Looking online, I found a dictionary entry which claims that reports states [my translation from the Japanese]
IOW, the report is saying that the Japanese live in small homes, rather than simply stating that many live in apartments/condos.
The site seems to be made by an amateur, so I have no idea if it is authoritative or not. I haven’t been able to find the report online (well, a couple of halfhearted tries isn’t the most noble of attempts, but it doesn’t seem to be something which is likely to be found).
If this entry is accurate, then the 1978 white paper would be a good candidate.
I moved (again) to Japan in 1990 in the height of the Japan economic bubble when the stock market and real estate prices were sky high, and I heard the expression in Japanese frequently.
Japanese themselves loved to point out the ridiculous nature of the Japanese housing situation, especially in the major cities, so I wouldn’t discount the possibility that the phrase originated from Japanese usage.
Here is a graph of the concentration of urban population in Japan.
In 1940 on the eve of WWII, 63% of the population was rural, while in 1960 it was revered. By 1973, the percentage of the urban population had skyrocketed to about 75.7% and then slowly increased to 78.6% in 1990, when it sharply grew again to its current 91.1%.

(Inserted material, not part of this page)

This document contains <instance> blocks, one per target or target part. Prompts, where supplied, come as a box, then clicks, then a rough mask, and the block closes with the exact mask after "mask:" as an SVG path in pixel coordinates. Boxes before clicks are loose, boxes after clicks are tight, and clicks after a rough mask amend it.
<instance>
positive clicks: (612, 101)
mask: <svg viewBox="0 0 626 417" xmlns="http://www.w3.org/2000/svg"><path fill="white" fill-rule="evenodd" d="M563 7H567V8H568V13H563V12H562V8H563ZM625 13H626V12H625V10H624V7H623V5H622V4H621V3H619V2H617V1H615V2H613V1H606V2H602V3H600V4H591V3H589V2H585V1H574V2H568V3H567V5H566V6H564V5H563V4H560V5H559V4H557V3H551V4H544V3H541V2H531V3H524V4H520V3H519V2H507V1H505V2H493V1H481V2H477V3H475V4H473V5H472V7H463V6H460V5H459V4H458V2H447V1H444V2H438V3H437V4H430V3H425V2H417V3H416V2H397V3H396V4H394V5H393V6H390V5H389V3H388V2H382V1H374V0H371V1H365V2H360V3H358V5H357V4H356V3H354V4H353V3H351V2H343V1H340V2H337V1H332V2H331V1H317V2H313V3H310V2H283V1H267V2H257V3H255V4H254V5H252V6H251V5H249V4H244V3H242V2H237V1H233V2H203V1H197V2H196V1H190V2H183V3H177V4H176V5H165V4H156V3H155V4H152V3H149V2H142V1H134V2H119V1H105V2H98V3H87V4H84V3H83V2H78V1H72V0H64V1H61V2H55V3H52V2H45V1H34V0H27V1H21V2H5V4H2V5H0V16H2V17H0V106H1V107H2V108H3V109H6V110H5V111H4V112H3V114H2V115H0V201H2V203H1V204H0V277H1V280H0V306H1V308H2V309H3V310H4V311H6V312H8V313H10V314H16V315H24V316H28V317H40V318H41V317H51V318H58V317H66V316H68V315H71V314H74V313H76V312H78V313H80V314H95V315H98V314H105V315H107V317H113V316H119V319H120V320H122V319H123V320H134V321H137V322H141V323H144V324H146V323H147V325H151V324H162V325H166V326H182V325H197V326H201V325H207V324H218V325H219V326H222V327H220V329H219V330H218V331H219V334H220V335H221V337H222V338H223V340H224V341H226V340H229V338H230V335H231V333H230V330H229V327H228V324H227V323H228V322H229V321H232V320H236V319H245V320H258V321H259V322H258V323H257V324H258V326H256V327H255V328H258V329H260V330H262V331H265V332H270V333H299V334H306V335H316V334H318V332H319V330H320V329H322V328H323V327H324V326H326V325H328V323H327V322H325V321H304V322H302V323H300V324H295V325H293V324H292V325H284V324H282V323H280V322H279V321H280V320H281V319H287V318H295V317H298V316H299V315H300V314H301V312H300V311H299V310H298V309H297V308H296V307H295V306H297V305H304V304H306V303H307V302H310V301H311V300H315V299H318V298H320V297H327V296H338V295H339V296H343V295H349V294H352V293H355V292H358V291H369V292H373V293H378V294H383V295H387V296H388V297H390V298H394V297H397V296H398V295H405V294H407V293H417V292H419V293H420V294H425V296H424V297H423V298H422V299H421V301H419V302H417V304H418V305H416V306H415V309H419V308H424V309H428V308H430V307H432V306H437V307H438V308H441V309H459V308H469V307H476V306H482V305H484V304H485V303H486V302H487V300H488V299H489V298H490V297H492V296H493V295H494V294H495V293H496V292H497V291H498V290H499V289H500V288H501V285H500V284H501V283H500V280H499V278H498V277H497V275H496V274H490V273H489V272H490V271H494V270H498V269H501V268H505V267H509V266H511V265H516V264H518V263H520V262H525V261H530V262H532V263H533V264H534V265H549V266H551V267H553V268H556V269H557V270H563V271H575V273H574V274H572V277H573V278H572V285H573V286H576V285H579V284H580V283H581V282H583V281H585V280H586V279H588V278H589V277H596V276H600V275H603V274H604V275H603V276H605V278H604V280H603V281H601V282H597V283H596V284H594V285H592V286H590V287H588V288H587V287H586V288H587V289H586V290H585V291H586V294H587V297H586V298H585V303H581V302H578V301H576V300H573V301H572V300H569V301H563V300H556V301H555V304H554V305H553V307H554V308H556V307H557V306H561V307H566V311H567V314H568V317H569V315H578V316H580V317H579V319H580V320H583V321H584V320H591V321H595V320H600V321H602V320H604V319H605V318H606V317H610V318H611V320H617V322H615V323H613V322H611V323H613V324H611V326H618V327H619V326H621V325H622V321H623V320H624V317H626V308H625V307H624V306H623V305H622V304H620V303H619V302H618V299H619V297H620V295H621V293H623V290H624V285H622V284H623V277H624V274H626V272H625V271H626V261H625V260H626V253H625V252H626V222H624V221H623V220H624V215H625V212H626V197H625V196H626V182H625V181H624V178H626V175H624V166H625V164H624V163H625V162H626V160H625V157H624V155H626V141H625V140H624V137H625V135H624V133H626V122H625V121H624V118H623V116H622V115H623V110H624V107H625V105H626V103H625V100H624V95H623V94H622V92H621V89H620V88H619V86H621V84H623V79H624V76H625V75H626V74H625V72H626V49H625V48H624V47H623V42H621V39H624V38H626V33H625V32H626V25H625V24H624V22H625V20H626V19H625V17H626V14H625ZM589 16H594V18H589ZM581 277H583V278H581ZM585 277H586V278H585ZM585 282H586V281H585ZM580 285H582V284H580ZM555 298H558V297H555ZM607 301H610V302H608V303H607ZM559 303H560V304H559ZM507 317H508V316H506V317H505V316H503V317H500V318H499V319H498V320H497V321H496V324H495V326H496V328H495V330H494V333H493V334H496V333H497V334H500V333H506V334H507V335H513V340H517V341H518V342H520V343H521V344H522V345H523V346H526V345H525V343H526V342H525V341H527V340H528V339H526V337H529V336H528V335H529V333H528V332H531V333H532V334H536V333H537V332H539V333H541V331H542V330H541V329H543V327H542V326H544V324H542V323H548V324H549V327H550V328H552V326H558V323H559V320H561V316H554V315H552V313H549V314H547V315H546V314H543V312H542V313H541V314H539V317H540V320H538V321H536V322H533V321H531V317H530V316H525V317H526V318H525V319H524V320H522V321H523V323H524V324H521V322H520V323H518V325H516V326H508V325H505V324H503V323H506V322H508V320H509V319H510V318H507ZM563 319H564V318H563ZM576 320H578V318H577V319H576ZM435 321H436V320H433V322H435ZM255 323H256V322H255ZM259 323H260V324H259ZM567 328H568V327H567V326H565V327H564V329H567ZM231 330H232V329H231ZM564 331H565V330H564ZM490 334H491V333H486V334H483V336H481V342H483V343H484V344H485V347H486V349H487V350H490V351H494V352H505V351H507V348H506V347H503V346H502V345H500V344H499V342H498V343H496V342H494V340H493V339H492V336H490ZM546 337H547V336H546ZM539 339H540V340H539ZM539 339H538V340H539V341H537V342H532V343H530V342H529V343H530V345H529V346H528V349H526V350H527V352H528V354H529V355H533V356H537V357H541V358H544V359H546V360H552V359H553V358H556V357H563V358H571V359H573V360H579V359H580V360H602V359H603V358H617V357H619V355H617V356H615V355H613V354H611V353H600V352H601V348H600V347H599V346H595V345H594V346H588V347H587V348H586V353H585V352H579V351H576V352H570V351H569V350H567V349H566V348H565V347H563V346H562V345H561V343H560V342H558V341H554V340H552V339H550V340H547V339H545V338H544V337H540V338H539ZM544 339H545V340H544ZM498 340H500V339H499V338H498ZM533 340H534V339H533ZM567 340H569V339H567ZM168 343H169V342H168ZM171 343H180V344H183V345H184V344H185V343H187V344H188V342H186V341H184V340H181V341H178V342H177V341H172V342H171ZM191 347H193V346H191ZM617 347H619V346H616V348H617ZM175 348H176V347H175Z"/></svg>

The jump in the 60s and 70s came in part from the increased industrialization and concentration of manufacturing in the larger cities, and Japan required a large amount of new housing, a saw the construction of large multifamily buildings which the individual units were quite small. Around 1990 to 1991, I looked at a number of apartments in Tokyo that were built in that era. The bubble made even those tiny places quite expensive.